Dazza crossed her arms. “And if I refuse?”

“Don’t push me, Colonel.”

She exhaled. “Vyrl, stay here. Let me give you something to deal with the alcohol. Or let it work out of your system. When you’re sober, we’ll talk modifications.”

“You’re not putting more of your bugs in my blood.” He grimaced. “Those bloody things never die.”

“Nanomeds aren’t bugs.
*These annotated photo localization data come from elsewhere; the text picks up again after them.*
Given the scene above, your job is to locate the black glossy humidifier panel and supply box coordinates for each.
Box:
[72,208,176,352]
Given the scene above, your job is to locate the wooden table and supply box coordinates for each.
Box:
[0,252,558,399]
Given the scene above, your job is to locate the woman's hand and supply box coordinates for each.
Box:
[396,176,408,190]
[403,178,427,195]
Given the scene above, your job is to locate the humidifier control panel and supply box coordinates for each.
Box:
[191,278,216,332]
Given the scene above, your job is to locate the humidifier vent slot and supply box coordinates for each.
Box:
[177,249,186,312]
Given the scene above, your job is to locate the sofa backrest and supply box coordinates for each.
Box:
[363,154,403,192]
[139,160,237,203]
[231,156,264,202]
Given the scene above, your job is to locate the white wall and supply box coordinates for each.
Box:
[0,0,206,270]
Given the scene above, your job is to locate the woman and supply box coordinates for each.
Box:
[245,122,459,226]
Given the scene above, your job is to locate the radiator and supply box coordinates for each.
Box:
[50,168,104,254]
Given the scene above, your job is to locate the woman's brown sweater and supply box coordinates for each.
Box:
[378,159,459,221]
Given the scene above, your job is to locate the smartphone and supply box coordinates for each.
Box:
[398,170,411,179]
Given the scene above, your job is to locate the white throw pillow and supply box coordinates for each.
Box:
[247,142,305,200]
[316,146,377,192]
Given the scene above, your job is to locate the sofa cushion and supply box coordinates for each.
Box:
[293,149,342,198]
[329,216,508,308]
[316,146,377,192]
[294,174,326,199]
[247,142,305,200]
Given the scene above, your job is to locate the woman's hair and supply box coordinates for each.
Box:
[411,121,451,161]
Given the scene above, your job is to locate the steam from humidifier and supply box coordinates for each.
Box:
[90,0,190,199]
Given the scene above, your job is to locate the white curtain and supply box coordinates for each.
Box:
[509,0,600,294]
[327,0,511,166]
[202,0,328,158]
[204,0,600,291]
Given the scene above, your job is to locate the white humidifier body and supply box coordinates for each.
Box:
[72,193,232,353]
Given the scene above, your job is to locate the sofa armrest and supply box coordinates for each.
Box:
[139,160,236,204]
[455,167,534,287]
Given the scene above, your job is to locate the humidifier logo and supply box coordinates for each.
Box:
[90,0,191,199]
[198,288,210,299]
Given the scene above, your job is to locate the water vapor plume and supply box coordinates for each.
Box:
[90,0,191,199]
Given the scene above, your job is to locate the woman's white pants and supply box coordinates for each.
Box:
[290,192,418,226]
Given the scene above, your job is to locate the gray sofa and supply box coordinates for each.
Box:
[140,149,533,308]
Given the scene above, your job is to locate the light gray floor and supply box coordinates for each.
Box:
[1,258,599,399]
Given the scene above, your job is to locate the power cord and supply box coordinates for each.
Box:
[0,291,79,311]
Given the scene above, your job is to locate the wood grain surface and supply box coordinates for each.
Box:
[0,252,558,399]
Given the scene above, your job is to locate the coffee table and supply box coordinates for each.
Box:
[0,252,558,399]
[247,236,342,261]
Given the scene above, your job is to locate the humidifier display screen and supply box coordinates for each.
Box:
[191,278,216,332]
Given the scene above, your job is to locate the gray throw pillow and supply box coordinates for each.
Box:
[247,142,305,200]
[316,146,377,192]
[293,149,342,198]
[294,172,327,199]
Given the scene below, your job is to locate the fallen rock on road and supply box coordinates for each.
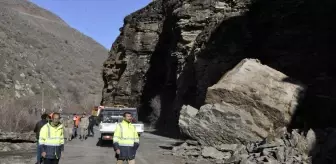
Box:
[179,59,305,145]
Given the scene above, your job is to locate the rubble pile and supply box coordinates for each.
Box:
[170,128,314,164]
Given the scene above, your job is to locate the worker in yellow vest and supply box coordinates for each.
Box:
[113,112,140,164]
[39,112,64,164]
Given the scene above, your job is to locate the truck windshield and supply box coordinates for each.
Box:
[99,109,138,123]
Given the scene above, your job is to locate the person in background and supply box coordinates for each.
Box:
[72,113,78,138]
[62,116,68,141]
[88,114,95,137]
[62,116,73,141]
[46,115,51,123]
[75,114,81,128]
[33,113,49,164]
[67,116,74,141]
[79,112,89,141]
[59,115,65,124]
[39,112,64,164]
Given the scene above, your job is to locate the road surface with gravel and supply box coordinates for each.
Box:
[0,128,188,164]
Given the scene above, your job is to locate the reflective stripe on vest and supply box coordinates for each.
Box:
[44,124,63,159]
[113,122,138,146]
[44,125,63,146]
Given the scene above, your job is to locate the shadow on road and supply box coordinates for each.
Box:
[146,129,187,140]
[96,138,114,148]
[159,141,184,150]
[159,145,173,150]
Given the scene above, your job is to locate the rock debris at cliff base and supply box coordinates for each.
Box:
[168,128,315,164]
[167,128,336,164]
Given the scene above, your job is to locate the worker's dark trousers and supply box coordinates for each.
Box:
[73,127,77,137]
[88,125,94,136]
[36,142,42,163]
[43,158,59,164]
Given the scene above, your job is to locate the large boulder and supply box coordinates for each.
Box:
[179,59,305,145]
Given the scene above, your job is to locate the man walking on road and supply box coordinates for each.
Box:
[79,112,89,141]
[63,116,74,141]
[33,113,49,164]
[39,112,64,164]
[72,113,79,138]
[113,112,140,164]
[88,114,95,137]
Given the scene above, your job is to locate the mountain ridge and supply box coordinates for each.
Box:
[0,0,108,113]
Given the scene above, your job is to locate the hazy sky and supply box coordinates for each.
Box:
[29,0,151,49]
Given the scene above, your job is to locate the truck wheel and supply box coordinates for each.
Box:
[99,134,103,146]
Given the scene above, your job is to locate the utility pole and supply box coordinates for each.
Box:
[42,88,44,109]
[41,76,45,114]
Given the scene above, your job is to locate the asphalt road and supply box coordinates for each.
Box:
[58,127,186,164]
[0,127,191,164]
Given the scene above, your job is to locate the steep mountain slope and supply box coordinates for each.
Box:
[102,0,336,132]
[0,0,108,111]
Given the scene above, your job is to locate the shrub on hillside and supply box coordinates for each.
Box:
[0,96,38,132]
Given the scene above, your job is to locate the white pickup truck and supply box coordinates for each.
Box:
[97,107,144,141]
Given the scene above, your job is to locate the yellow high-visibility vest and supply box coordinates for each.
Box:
[113,120,139,146]
[39,123,64,158]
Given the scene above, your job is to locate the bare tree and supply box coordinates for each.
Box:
[0,91,39,132]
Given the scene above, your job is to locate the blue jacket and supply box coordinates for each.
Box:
[34,119,48,139]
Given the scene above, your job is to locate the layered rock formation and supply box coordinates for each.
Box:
[0,131,35,142]
[102,0,336,133]
[102,0,253,127]
[0,131,36,163]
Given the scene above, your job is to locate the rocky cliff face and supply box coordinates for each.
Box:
[0,0,107,111]
[102,0,336,131]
And meds designed to flush out alcohol do ‘die.’ They dissolve after a few—”

“No,” he said.

She scowled at him. “If I alter your body so you can live on this planet unaided, you’ll need even more self-replicating meds than the ones you carry now for health maintenance.”

“Fine.” With no warning, he spun around and strode up the hall, straight toward Kamoj. His sudden attention caught her off guard. She hadn’t even realized he knew she was there.

A farmhand must have given him the clothes he was wearing, an old white shirt, soft and worn with washings, and rough pants tucked into scuffed boots. Although Maxard wore old clothes when he worked the farm, it was still the garb of a highborn man. It startled her to see the wealthiest man in the Northern Lands, possibly on all Balumil, dressed like the poorest farmer.